Luego la nada. No veo los telediarios, prefiero oír las noticias por la radio. Comida y siesta. En pandemia las tardes a las tardes son iguales. Dedico una hora a repasar mis libros y apuntes de la Alliance Française donde estuve matriculado cinco cursos. Lo completo con una nueva pantalla: el libro electrónico. Lo uso exclusivamente para leer novelas en francés. Adoro a mi viejo Sony, descatalogado, pero con las mismas prestaciones que los actuales, conexión a internet incluida para comprar o bajarte libros; incorpora un diccionario de idiomas (los actuales sólo incorporan un diccionario de la RAE). Tiene la ventaja impagable de que cuando quieres saber el significado de una palabra solo tienes que marcarla con el dedo y a pie de página te aparece su significado con un enlace a sus usos y expresiones más frecuentes. Ahora estoy leyendo La Peste de Camus. Es demasiado actual. Lo disfrutas, pero lo sufres.

Sobre las seis de la tarde me voy con mi mujer (más bien su marido) al Club de Campo a dar una vuelta rodeados de aire puro y de árboles. Filomena ha hecho estragos. Al llegar, me fijo en el cuadro de mandos de mi coche: una pantalla multicolor con un montón de comandos y funciones (la mayoría no las uso o las desconozco); tiene una conexión wifi, un navegador GPS y un receptor Bluetooth para utilizar tu móvil en manos libres.    

A eso de las ocho, cuando volvemos del paseo vespertino, mi mujer decide a veces hacer un bizcocho. Con su flamante Thermomix último modelo con pantalla web incorporada, se conecta a la página Cookidoo TM6 de recetas donde puede elegir el bizcocho de su vida y seguir las instrucciones de pesos y medidas con precisión matemática.

Del smartphone ni hablo (además ya he hablado). Lo miramos cada cinco minutos. Sugiero título para que el Seminario de Lengua y Literatura de un centro público, concertado o privado organice un concurso de redacción: un día sin móvil, diario de un náufrago.
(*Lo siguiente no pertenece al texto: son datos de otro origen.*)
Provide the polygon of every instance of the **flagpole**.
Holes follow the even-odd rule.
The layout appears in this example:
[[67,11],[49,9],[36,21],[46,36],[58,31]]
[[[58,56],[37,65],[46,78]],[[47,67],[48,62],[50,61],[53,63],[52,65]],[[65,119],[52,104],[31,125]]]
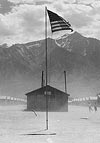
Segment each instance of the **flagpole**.
[[48,71],[47,71],[47,7],[45,7],[45,66],[46,66],[46,130],[48,130],[48,95],[47,95],[47,84],[48,84]]

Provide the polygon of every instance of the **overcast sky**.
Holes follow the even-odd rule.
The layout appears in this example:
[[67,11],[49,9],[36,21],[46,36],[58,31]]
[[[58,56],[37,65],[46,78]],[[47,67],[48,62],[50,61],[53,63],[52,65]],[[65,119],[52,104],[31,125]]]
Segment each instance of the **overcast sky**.
[[[100,0],[0,0],[0,44],[44,39],[45,6],[74,31],[100,39]],[[49,20],[48,31],[51,36]]]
Por último, la madre de todas las pantallas, la televisión. Tarde de series y fútbol. Por la noche, después de cenar, película. Y poco más. A no ser que conserves un telesaurio, todas tienen conexión de internet a las principales plataformas de streaming. En las televisiones de última generación ultra HD, 4-8K se ve la realidad mejor que la realidad (o sea, nos presentan un mundo que no existe). Cuando entran en un museo, destrozan. En las próximas generaciones, los primeros planos van a ser tan perfectos que va a desaparecer el color. Absurdo y kitsch.

Si fuera un experto en inteligencia artificial seguramente podría llenar un tomo con todo tipo de pantallas. Como no es el caso, me planto.

(En mis frecuentes horas de insomnio pienso que la pantalla en todas sus variantes es el soporte material de la primera fase de la triada del espíritu absoluto sin Hegel: internet, los visitantes de las estrellas y el reencuentro con Dios).